Latest Mortgage Rate Study | Interest Rate Ticks Up Again


Latest Mortgage Rate Survey: Interest Rates Move Higher Again | Junior College

    The seasonally adjusted sub-index of refinancing applications slid 2%, while the index of loan requests for home purchases, a key indicator of home sales, rose 0.1% and is 18% higher year-on-year.

    A year ago, the average 30-year mortgage rate was 4.01 percent, while the rate for 15-year loans was 3.20 percent.

    Also increasing, the 15-year FRM averaged 3.20%, up from last week when it averaged 3.09%.

    But Keith Gumbinger of, a publisher of mortgage information based in Riverdale, said that an increase in December is likely to have less effect on mortgage rates than the signals the Fed will give on whether rates will rise in 2016.

    The larger jumbo 30-year fixed lept higher again this week to 3.99 percent.

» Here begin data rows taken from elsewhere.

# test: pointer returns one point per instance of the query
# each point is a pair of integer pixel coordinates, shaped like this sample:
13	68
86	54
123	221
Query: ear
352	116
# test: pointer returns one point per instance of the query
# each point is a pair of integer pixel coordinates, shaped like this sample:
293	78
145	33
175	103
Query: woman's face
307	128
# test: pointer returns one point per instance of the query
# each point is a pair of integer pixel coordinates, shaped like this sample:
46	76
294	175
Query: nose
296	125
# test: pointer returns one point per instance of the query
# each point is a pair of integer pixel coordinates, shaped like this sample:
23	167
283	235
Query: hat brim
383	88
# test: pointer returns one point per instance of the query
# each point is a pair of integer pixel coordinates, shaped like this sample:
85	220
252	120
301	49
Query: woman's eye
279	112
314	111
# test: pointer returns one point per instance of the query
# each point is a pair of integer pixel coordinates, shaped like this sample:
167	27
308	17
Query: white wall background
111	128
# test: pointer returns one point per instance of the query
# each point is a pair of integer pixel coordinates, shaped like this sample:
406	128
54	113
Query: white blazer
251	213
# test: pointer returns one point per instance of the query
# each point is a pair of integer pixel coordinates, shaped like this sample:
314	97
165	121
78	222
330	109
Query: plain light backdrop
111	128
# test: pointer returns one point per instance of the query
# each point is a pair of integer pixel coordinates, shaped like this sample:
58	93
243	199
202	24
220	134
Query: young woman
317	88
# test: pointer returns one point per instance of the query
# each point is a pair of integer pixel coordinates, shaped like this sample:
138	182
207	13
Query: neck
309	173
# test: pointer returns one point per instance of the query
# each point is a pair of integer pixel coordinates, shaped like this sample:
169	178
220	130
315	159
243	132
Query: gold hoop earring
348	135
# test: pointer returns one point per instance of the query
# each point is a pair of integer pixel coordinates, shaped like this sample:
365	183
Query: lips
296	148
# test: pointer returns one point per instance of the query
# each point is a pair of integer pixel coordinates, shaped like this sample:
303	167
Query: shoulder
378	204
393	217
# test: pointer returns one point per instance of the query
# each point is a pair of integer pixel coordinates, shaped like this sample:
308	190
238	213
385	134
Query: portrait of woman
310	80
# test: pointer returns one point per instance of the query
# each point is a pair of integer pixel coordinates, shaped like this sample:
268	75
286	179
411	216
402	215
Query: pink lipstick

The low interest rates and next to zero down payment schemes across the country have enabled the people from low income groups and middle income groups to get easy mortgage sanctions.

    FHA mortgage insurance premiums (MIP) were lowered earlier this year to help with home affordability. Over the past 52 weeks, the 30-year fixed has averaged 3.98%. Keep this in mind when mortgage analysts make additional predictions for 2016, as they inevitably will. You have to take these forward-looking statements and forecasts with a grain of salt. Only 10% expect mortgage rates to decline over the next seven days.

    Quote Attributed to Sean Becketti, chief economist, Freddie Mac. The report says that previous year sellers cited the fear of rising home prices and interest rates as a prime motivator for selling their home and buying another.

    He added,”There is only one more employment report before the December FOMC meeting, which will have major implications on whether we see a rate hike in 2015″.

    No one can predict the future of mortgage rates with complete accuracy.

    With that being said, the general consensus among industry watchers is that mortgage rates will rise gradually between now and the end of 2015, followed by a slow-but-steady rise in 2016. Last year with the surge of jobs and the substantial increase in the employment sector this year real estate property is growing from strength to strength.